Lyra is a speech-only codec, so it's apples and oranges to compare with Opus for general-purpose audio compression.

kragen · on Aug 9, 2023

"very fast" could mean many different things that vary by orders of magnitude

in https://phoboslab.org/log/2023/04/qoa-specification he got ffmpeg on one core of an i7-6700k (which is arguably 'modern hardware') to encode a 9807-second file in mp3 in 146.2 seconds, 67× faster than real time. but qoa was 25.75 seconds, 5.7 times faster than that. qoa decoding was 2.5× as fast as dr_mp3

you can imagine situations where reducing the number of audio encoding servers in your audio encoding cluster by a factor of 6 would be a big win, or where you want to encode 100+ audio streams in real time on your laptop (maybe an sdr tuned to every am radio station at once), but i agree with you that battery-constrained devices are a more likely application area: making your audio recorder battery last twice as long is a much bigger win

kragen · on Aug 9, 2023

"very fast" could mean many different things that vary by orders of magnitude

daneel_w · on Aug 9, 2023

That in terms of quality per any bitrate it comes nowhere near ubiquitous formats like AAC or MP3 when produced with good encoders. But it's good to have (possibly) patent-free solutions available.

jychang · on Aug 10, 2023

MP3 patents expired a long time ago, no?

daneel_w · on Aug 10, 2023

Yeah, some 5-10 years ago. I just don't know if there's anything specific in the applied techniques/methods that some troll can still somehow manage to leverage in, say, a court in Texas.

ape4 · on Aug 9, 2023

What's going to be the next Quite OK thing?

p1mrx · on Aug 9, 2023

Quite OK Food. It tastes like sand but the shelf life is above average.

m463 · on Aug 9, 2023

Sounds like soylent. (except my direct experience with soylent leads me to think super-processed isn't that OK foodwise)

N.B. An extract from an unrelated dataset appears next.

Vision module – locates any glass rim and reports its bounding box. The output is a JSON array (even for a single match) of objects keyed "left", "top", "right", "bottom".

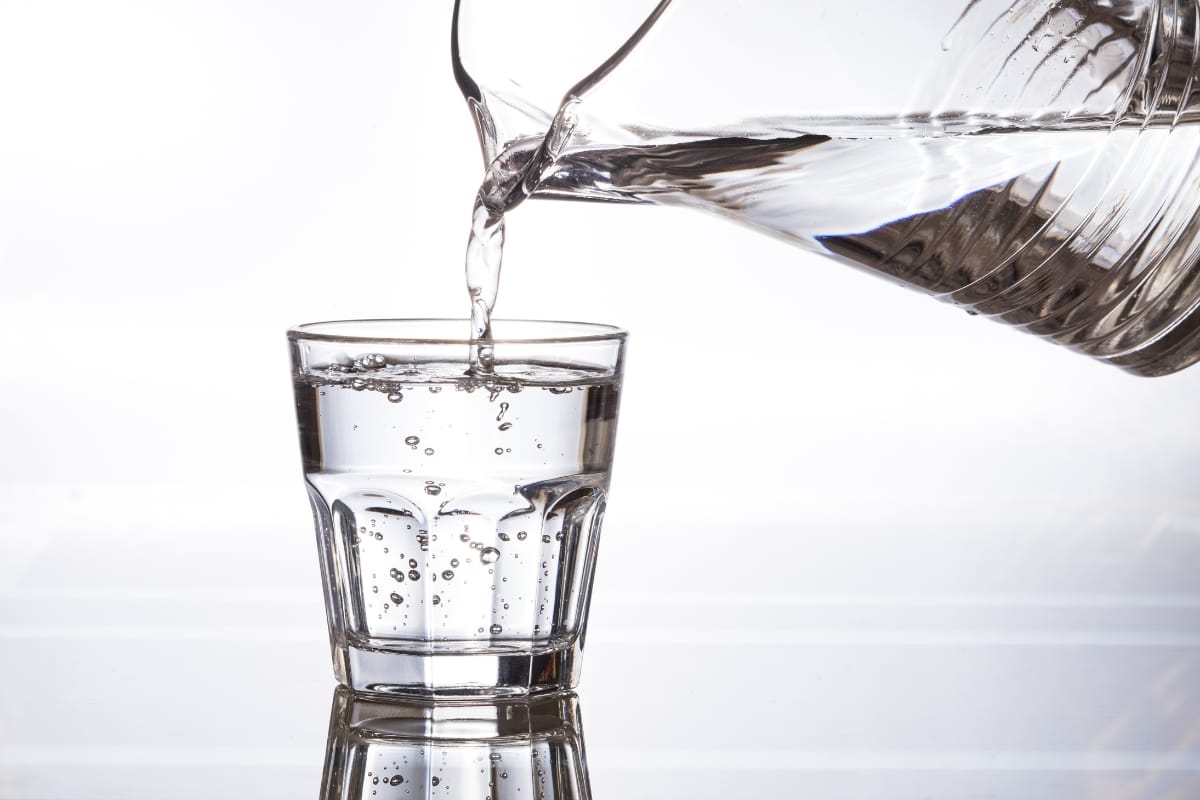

UniverseHacker · on Aug 9, 2023

Sounds like freeze dried backpacking food, except at $20/meal, it's not quite OK.

mhd · on Aug 10, 2023

The author wrote a very simple MPEG[1] decoder, so there's an obvious benchmark for making that even simpler.

I personally wouldn't mind a Quite OK Page Description Langage. Something that gets you most of PDF/PS/HPGL without all the effort. Could use the Quite OK Image Format for bitmap images. Not sure whether you'd need a Quite OK Vector Format and/or a Quite OK Font Format as prerequisites…

[1]: https://phoboslab.org/log/2019/06/pl-mpeg-single-file-librar...

dvh · on Aug 10, 2023

Quite OK browser. It doesn't have webgl, webgpu or other fancy and easy to exploit stuff, but it renders 95% of websites and source code is easy enough to be maintained with very few people.

kragen · on Aug 10, 2023

maybe links2 or dillo?

marmakoide · on Aug 10, 2023

Quite OK JS Plotting Library (QOJSPL, nice, sounds like my cat walking on the keyboard). With an intuitive, documented API that doesn't require you to dig through tons of examples on sites that take ages to load. Because, no, a massive stash of non-orthogonal examples does not replace a documentation.

AKA last Tuesday morning frustration : I wanted to make interactive plots on a web page to explain math stuffs.

extua · on Aug 10, 2023

TinyVG follows the similar goals: an alternative to SVG with a specification which trades off features for simplicity. https://tinyvg.tech/

bartwe · on Aug 9, 2023

Hopefully a movie format

WithinReason · on Aug 9, 2023

MPEG1 is actually quite OK

ericls · on Aug 9, 2023

The smaple page preloads all the files before playing... Which wastes lots of bandwidth.

Aldipower · on Aug 9, 2023

An _audio_ format which is _quite_ ok? Not sure, if I need that.